澤氏:
そうしたところで,僕としてはゲーマーの方(かた)に対する啓蒙活動を考えているんですよ。オンラインゲームというコミュニティで生きる知恵として,問題が起きたときに切り分けできる能力を育てていかなければならない。
それはそれとして,メーカーの立場からRMT業者さんに言わなければならないことはたった一つ,つまり「他人の庭で勝手に商売すんなよ」ということに尽きます。Botだとか,中国人ゴールドファーマーが増えるとかは別の問題ですから。
浦安の遊園地に行って,ネズミとアヒルのぬいぐるみを売ったら,連れて行かれしまいますよね? 私が売らなくても中国人がいっぱい売るから……みたいな言葉を連ねたところで,そんなの言い訳でしかないわけです。
4Gamer:
そうですね。
澤氏:
メーカーは,韓国企業なりどこなりからライセンスを受け,スタッフと機材を揃え,お金を掛けて事業を行っている。その中で我々が生み出す価値が,アイテムだったりゲーム内通貨だったりするわけです。そういう敷地で勝手にお店を広げられたら,企業としては「なぜ他人の庭で?」と言わざるを得ない。
以前,アイテムバンクさんに乗り込んだことがありまして。当時担当していた「Seal Online」のアイテムを出したら,問題になりますよ,とお話しさせていただいたことがあります。規約上認めてないですし,運営元のサービスから生み出された価値を基にしていながら,運営元にペイバックがあるわけでもないですから。
それに加えて,「プレイヤーさん同士の売買サイトが出来るのであれば,そこにメーカーが卸すとか,きちんとした形でビジネススキームが組めるのではないですか?」というお話もしました。まあ,その後アイテムバンクさんについては話題が途絶えてしまいましたので,とくに大きな問題は生じなかったようですが。
つまりメーカーが考えなければいけないのは,敷地としての“ショバ代”などといった話と,アイテムを卸す/卸さないといった,ビジネス的な交渉だと思いますね。
4Gamer:
そうですね。ビジネス上の観点は無視できないと思います。
澤氏:
一方で韓国に「R.O.H.A.N」というゲームがありまして,この作品は面白いことにRMT業者さんと正式に提携して「ゲーム内通貨やアイテムの取引はOKですよ」としている。韓国では現在,月額課金方式が不評であるにもかかわらず,プレイヤーはこの作品について月額課金方式を認めています。つまり,ゲーム内で稼いだものをRMTに投じて,月額料金分を回収するという,お金の流れを作ったわけですね。
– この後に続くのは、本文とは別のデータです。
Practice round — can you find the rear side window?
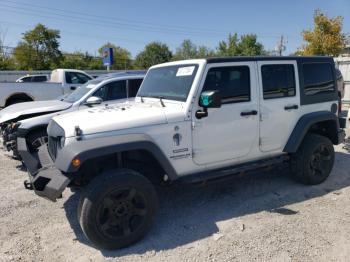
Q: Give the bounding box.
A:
[65,72,90,84]
[303,63,335,96]
[203,66,250,104]
[261,64,295,99]
[128,79,142,97]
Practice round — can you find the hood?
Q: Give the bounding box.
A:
[53,101,178,137]
[0,100,72,123]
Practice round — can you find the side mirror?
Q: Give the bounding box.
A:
[199,90,221,108]
[85,96,103,106]
[196,90,221,119]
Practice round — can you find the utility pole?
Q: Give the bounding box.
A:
[276,35,286,56]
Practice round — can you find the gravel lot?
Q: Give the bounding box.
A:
[0,115,350,261]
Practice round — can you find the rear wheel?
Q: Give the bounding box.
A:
[77,169,158,249]
[291,134,334,185]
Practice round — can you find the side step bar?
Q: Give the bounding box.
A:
[177,155,289,184]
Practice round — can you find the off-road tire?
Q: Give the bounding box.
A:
[77,169,158,250]
[290,133,334,185]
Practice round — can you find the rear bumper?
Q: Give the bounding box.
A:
[17,137,71,201]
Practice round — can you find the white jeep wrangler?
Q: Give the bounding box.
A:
[18,57,344,249]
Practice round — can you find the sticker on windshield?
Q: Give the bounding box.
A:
[176,66,194,76]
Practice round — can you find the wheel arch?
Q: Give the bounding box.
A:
[55,134,177,180]
[283,111,339,153]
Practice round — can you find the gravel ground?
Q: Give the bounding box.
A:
[0,117,350,261]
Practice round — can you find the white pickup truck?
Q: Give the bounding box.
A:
[0,69,93,108]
ただしこの構造には問題が一つありまして,それは「永遠にインフレーションを続けなければ成り立たない」ことです。ずっと会員数が伸びていく,ゲーム内通貨/アイテムが生み出される,それが続くうちは循環が生み出されるのでよいのですが,あるときにゲームが限界を迎えると,不況が起こる。お金の要素を組み込んでしまったために,ゲームの寿命がお金によって規定されることが,生々しく分かってしまう。ゲーム性と関係なくなってしまうわけですね。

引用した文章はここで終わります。